Because it is not an integral part of the taxi market, the Star Taxi app is an information society service under European Union law, the European Court of Justice ruled. 

“Such a service cannot be regarded as organizing the general operation of the subsequent urban transport service, since the service provider does not select the taxi drivers, fix or collect the fare and, moreover, does not monitor the quality of the vehicles and their drivers, nor the behavior of those drivers,” according to the ruling, which was not immediately available in English.  

Operating in 11 Romanian cities, Star Taxi connects taxi drivers and riders. It rocketed to the top of Romania’s app storewhen it was first launched in 2012. Now it fields 50,000 ride requests for some 20,000 taxis per day.

In 2017, the Romanian government passed a law that required transportation service apps to apply for government approval. Star Taxi did not and was fined 4,500 Romanian leu ($1,100). The company contested the fine, arguing it was an information service, not a transportation service, and therefore the law did not apply to it.

After losing its initial case, Star Taxi appealed and the Bucharest Regional Court referred the matter to the Court of Justice. The Luxembourg-based court did not hear oral arguments for the case due to Covid-19 measures. Instead it based its decision on written submissions from each side. 

“Contrary to what the municipality of Bucharest maintains, [Star Taxi app] cannot, given its characteristics, be classified as a 'transport service,'” the court found.   

Under the EU’s 2000 E-Commerce Directive, an information society service is defined as “any service normally provided for remuneration, at a distance, by electronic means and at the individual request of a recipient of services.” The directive governs online services in the 27-member political and economic union. 

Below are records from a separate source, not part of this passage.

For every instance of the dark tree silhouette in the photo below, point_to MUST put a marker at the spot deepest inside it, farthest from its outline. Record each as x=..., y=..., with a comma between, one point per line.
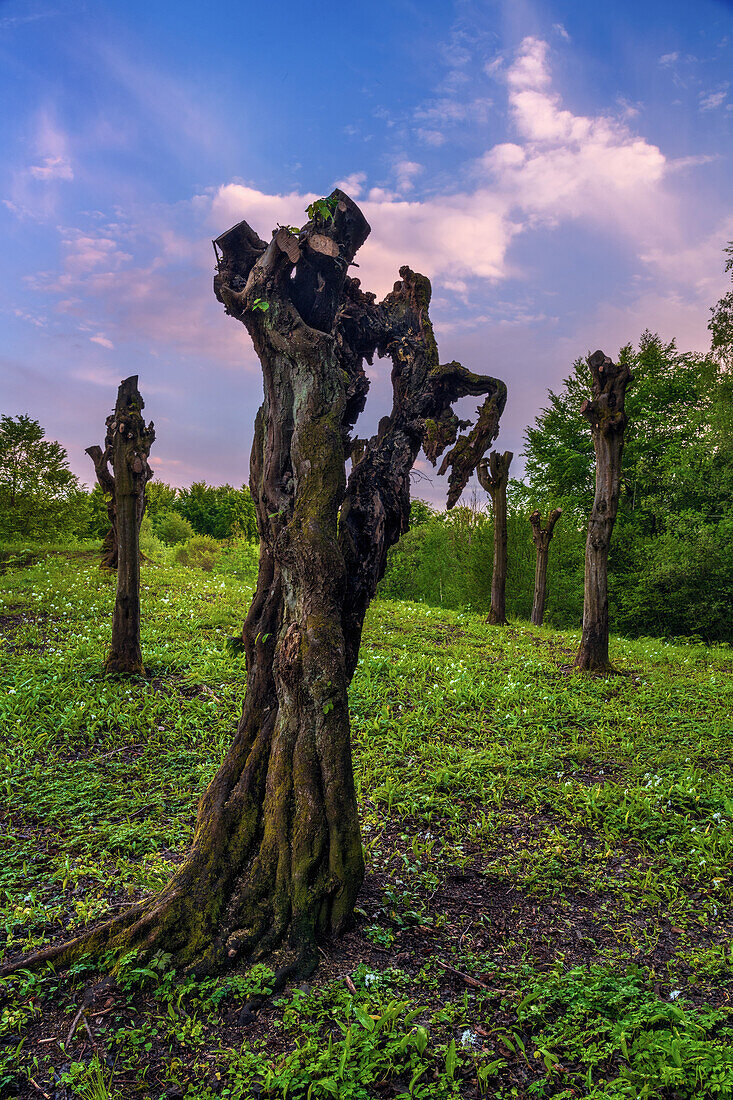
x=276, y=857
x=542, y=537
x=606, y=415
x=493, y=476
x=127, y=447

Unlike Uber, the drivers being connected to passengers by Star Taxi are licensed taxi drivers and the app does not set the fares. It also allows users to choose their driver, rather than being assigned one, as Uber does. 

The EU high court’s five-judge panel ruled that the authorization required by Romanian law was not permitted under EU law.

“Such an obligation ... is not only useless, but is also unrelated to the characteristics of a service that is fully linked to the technical capabilities of smartphones, which make it possible to locate and automatically connect both the taxi drivers and their potential customers without direct human intervention,” the court wrote. 

The case now returns to the Romanian court for a final ruling on the fine. 

The Court of Justice had previously found that American ride-sharing app Uber was, in fact, a transportation company and not an information service. The judges held that because the Uber app was required to access Uber services and because the Silicon Valley giant set prices and other working conditions, it went beyond an information service.

Housing-sharing website Airbnb, however, is an information service, the court found last year.